Here is the first set of marks, the scale for the prose books as deciphered by Suzanne Haik-Vantoura (SHV).
ב֧ ב֤ ב֣ ב֑ ב֖ ב֥ בֽ ב֛
These she sets to correspond (reading left to right) exactly to a tonic sol-fa scale with a raised fifth. C D E F, G# A B C. Notice how close the poetry scale is: D# E F# G A B C.
ב֤ ב֣ ב֑ ב֖ ב֥ בֽ ב֢
All these pitches are relative to the tonic, the third note of the prose scale and the second note of the poetry scale.
There it is in a very few words, the germ, the design document. Of course the names are foreign, and I haven't mentioned the ornaments (see the link and my next post). And the tonic, the second note of the modal scale or the third note of the prose scale, can be any note that is comfortable for the singer, and so on. The names are difficult to get into my head. I now have a few. If they were sung as part of a piece, one could remember them as one remembers language. And with SHV's scheme, one starts with the music. The names are not as important as the impact of the sound. And the sound accomplishes the disjunctive and conjunctive aspects of punctuation without one having to remember a 1000 rules. One can, in fact, probably derive the rules from the usage.
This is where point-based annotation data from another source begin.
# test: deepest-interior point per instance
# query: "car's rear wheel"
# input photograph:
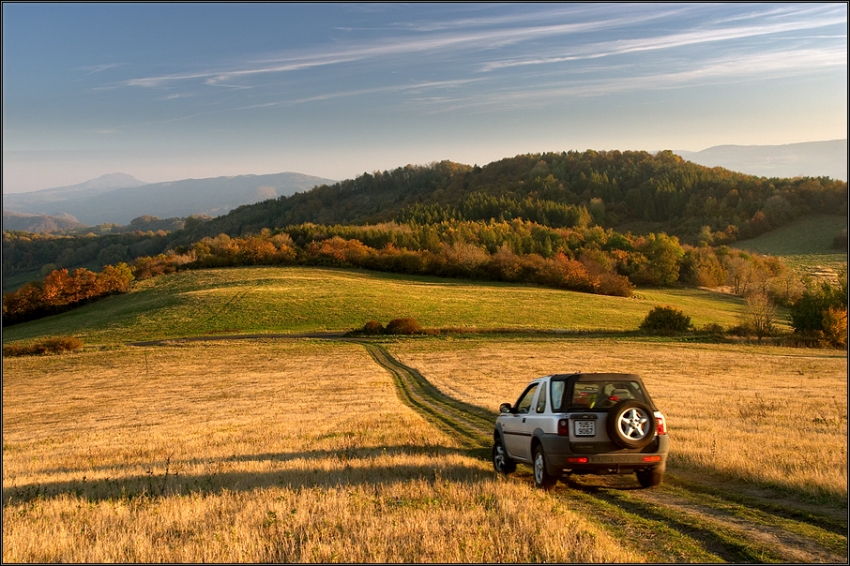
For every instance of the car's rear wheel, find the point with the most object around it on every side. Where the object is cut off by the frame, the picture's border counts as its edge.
(542, 478)
(650, 478)
(630, 424)
(502, 463)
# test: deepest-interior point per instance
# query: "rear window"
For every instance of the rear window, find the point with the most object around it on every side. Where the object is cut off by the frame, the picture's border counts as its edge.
(600, 395)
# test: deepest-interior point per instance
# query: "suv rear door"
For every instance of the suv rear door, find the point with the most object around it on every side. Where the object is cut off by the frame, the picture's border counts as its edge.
(515, 425)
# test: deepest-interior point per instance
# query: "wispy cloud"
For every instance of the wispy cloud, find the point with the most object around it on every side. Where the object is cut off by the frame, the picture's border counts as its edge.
(621, 47)
(394, 47)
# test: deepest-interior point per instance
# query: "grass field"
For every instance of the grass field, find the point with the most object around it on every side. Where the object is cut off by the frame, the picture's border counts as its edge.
(300, 300)
(306, 450)
(302, 450)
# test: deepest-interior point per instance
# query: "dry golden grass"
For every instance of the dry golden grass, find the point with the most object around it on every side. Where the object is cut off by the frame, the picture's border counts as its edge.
(765, 414)
(253, 452)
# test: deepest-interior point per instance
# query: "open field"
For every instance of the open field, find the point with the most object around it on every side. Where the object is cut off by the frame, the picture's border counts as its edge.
(300, 300)
(805, 245)
(305, 450)
(774, 416)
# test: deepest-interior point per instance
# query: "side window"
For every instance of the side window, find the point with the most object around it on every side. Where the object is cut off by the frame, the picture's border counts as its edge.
(541, 401)
(524, 403)
(557, 395)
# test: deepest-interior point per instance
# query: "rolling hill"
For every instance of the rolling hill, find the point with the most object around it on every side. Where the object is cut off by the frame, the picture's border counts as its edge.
(631, 190)
(809, 159)
(292, 300)
(39, 222)
(117, 199)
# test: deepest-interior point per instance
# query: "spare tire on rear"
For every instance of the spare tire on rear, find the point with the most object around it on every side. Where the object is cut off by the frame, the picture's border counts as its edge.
(630, 424)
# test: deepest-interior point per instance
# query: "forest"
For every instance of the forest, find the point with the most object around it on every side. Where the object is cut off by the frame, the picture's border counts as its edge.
(628, 191)
(596, 222)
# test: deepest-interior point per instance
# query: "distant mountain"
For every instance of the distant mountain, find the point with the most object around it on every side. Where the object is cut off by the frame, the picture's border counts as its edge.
(809, 159)
(36, 202)
(96, 202)
(39, 222)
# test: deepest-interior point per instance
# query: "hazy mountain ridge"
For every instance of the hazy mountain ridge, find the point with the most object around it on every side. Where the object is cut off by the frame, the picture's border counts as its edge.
(807, 159)
(39, 222)
(94, 202)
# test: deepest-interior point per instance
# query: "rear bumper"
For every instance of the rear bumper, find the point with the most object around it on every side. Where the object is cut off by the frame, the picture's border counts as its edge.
(559, 456)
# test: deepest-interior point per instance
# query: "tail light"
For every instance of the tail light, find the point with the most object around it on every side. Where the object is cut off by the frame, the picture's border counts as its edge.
(563, 427)
(661, 424)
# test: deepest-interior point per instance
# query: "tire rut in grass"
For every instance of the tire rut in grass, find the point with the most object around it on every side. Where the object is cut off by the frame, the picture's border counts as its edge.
(680, 522)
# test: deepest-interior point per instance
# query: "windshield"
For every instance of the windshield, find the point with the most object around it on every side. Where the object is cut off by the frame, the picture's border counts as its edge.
(604, 394)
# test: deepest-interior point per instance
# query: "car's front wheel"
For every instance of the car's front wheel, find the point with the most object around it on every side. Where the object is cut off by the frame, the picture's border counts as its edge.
(502, 463)
(650, 478)
(542, 478)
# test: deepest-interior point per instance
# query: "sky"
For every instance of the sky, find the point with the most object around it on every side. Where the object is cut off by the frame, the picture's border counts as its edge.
(167, 91)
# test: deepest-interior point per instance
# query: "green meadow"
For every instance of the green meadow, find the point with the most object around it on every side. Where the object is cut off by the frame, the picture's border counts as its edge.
(804, 244)
(294, 300)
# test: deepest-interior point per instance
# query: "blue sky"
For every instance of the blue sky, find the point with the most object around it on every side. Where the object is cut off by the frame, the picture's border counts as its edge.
(171, 91)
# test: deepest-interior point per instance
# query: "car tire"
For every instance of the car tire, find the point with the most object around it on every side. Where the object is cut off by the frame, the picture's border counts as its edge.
(650, 478)
(502, 463)
(542, 478)
(630, 424)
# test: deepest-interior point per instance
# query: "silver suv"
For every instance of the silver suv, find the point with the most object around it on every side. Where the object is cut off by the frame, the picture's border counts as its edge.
(582, 423)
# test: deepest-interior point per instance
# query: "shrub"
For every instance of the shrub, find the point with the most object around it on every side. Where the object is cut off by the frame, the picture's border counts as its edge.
(666, 320)
(713, 329)
(404, 326)
(55, 345)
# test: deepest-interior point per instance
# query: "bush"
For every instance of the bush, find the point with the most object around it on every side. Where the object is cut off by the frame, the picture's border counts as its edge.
(713, 329)
(666, 320)
(56, 345)
(404, 326)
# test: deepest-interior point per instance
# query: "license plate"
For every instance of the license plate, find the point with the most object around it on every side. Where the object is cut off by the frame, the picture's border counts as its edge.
(585, 428)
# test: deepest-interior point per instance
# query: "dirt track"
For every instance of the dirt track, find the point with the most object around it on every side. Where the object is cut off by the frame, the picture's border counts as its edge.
(685, 519)
(689, 518)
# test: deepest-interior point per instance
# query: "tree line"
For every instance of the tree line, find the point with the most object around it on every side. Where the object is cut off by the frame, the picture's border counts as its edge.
(60, 291)
(612, 190)
(588, 259)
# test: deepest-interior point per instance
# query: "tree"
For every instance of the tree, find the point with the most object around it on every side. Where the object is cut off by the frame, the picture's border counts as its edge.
(666, 320)
(759, 314)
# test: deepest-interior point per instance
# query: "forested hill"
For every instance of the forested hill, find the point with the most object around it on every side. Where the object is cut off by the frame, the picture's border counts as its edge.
(632, 190)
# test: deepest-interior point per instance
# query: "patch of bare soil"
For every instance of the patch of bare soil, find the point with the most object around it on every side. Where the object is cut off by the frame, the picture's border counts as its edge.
(793, 547)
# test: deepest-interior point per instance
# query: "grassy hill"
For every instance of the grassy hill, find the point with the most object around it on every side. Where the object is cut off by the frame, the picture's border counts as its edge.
(301, 300)
(804, 244)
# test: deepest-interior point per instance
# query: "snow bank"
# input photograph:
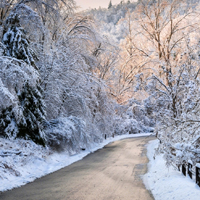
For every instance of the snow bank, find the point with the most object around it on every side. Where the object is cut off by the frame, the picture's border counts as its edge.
(23, 161)
(167, 183)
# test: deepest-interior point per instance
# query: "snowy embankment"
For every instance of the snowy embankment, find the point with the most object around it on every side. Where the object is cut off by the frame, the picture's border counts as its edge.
(167, 183)
(23, 161)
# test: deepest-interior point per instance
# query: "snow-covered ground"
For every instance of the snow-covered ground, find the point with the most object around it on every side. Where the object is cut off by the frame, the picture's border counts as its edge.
(167, 183)
(23, 161)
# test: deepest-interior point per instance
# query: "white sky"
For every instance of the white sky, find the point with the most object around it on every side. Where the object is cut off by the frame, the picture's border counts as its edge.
(85, 4)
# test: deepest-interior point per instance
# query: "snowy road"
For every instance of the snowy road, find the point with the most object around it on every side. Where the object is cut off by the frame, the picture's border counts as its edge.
(112, 173)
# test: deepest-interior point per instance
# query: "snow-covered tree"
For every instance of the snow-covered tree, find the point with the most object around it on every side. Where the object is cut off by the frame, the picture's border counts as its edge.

Breakfast anyone? It is food for the love of Scripture. In a period when the ear and the tone was known, perhaps as long ago as 700 BCE, it was taught by rote from the then known abstraction of the design. And there were variations, depending on how you tuned your lyre. Perhaps it was passed from generation to generation in this way for years. When the temple was destroyed the first time, and the song was no longer being taught in the temple schools, to preserve the sound, it was reduced to a set of little squiggles representing hand signals. This is a common way of documenting music in the ancient world before the advent of neumes in the late first millennium CE.

But the design document, the rationale behind the squiggles, has been lost, and now there are a myriad of aural interpretations. Torah manuscripts for chanting even today are written without vowels or music. The cantillation must be memorized. When the temple was destroyed again in 70 CE, the design disappeared and an oral tradition was forced upon the scattered community. The question is - did SHV uncover the original design or something close to it?

How can I get away from these 1000 pages? I'm through the punctuation bit. Now I have many pages of music to see - but it seems No written out examples from the text of the Bible. One good example would teach so much, or even one text with the dozens of settings. Instead I am faced with a host of fragments to integrate with libretto being the name of the sign to see if there is an overall principle. Ah - I've remembered there is a CD - I am going back to aural learning mode - yea! But the first of the 87 aural examples made me laugh - it has the underlay 'siluq' illustrating a few seconds of exercise. But there some examples that are real text sung - this will give me what I need since I can reduce them to music for comparison's sake. (It will also train my ear in Hebrew. Tov.)

And I did find one short example on paper (page 849) from Lamentations 3:1-6. It is a special melody but set with underlying text rather than a libretto consisting of the names of the signs. And I think I see a few verses of Esther. This will give me at least a few direct comparisons from Jacobson's hand which I can compare with examples from Vantoura (whom he mentions in the Bibliography but only there!). So what I will do, as HaShem has patience with me, is to construct examples based on the CD and compare the systems against the inferred design of Vantoura's that I have. It will take several posts - I think I already told you (and me) that.

This site is very good for the technical stuff. Let's take that as a given. My article referenced above is OK for SHV's scheme, and I have produced hundreds of examples and can produce any part of the Bible on a few minutes notice. But patience! Where is the germ of the music? My next post will have a summary table of sign and musical expression to support reading the text for 'meaning'. And let meaning be open-ended and shrewd, not superficial or demeaning. And let me, us, not be impatient and grumpy, resistant learners.